Sulphur-II emits light at 672nm. That’s a deep deep red colour. Hydrogen-alpha emits light at 656nm. Also red, but slightly brighter. Oxygen-III emits light in the green-blue-turquoise-y part of the spectrum, at 498nm. This poses a problem. We have red (about 570nm), green (about 540nm) and blue (430nm) to work with. The wavelengths the telescope imaged don’t align with those specific colours.
Astrophotographers often work in something called the Hubble Palette. You may recognize this palette when you see it out in the wild. It just means we assign the colours based on the closest wavelengths to them. Starting with Sulphur-II, the deepest red of all, it gets assigned to the red channel. Hydrogen-alpha is the next one along, so it gets assigned to the next-reddest channel: green. Finally, Oxygen gets assigned to blue (it’s actually pretty close to this wavelength too).
I didn’t do that at first. I accidentally assigned Hydrogen to red (instead of green), Sulphur to blue (instead of red) and Oxygen to green (instead of blue). I got as much wrong as I could. It did make for a beautiful pink photo though, as red and blue combine to make that brilliant colour.

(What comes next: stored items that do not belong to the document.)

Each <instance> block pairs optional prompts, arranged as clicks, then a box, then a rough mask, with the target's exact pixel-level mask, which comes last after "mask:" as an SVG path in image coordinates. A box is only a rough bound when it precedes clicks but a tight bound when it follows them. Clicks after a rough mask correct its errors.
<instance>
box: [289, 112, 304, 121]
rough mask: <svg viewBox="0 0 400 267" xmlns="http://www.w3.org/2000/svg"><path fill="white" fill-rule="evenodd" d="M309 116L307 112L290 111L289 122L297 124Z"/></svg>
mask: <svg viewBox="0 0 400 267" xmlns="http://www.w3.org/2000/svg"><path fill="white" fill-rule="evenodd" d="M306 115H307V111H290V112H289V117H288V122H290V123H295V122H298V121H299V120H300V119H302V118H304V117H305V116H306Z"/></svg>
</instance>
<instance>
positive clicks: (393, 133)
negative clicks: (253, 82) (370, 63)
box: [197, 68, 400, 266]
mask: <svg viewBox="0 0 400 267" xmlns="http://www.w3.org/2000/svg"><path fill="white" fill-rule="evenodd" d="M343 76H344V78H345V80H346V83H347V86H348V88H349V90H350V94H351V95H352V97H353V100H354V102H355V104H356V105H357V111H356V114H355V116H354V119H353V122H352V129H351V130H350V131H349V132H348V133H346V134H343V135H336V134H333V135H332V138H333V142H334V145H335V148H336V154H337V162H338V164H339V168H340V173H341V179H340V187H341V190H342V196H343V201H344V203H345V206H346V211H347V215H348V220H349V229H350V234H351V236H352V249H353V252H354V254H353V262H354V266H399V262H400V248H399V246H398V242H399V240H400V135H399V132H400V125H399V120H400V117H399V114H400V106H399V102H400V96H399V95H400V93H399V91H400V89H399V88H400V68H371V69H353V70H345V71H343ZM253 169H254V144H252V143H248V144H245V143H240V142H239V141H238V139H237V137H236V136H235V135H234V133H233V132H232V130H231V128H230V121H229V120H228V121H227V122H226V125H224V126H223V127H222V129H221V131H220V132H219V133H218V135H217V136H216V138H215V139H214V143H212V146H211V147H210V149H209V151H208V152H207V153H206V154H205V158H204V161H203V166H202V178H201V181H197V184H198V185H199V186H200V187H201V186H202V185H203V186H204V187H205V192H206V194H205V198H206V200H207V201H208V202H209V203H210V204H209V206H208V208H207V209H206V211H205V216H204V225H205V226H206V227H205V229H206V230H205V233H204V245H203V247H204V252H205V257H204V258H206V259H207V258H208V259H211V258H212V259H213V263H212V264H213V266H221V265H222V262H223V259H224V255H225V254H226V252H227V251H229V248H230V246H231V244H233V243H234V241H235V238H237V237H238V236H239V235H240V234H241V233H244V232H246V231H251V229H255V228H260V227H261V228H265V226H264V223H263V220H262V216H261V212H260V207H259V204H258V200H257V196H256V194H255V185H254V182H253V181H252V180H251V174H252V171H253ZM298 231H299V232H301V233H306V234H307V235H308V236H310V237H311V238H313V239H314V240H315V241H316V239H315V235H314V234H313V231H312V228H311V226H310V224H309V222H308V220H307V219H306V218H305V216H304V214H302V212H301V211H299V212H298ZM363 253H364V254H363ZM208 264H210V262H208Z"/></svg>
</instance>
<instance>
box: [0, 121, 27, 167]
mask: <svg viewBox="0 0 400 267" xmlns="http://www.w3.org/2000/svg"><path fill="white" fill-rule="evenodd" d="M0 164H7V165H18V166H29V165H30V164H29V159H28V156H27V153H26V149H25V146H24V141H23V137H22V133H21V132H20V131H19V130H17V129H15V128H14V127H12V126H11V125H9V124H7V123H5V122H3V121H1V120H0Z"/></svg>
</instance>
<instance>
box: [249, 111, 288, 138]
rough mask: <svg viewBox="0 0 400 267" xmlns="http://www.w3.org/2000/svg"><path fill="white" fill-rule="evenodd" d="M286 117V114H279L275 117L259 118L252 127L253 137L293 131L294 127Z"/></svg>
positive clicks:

And really, does it matter? It’s not like we can actually see this nebula anyway. The colours aren’t represented as they are. If they were, the whole thing would be red. But there is an accepted way of doing things, and alas, I caved to the astronomical peer pressure.
This was only my second shot at trying to process astrophotos. It takes a lot of work and a lot of problem solving, but is it ever satisfying at the end to have wrestled with the various programs and files and won!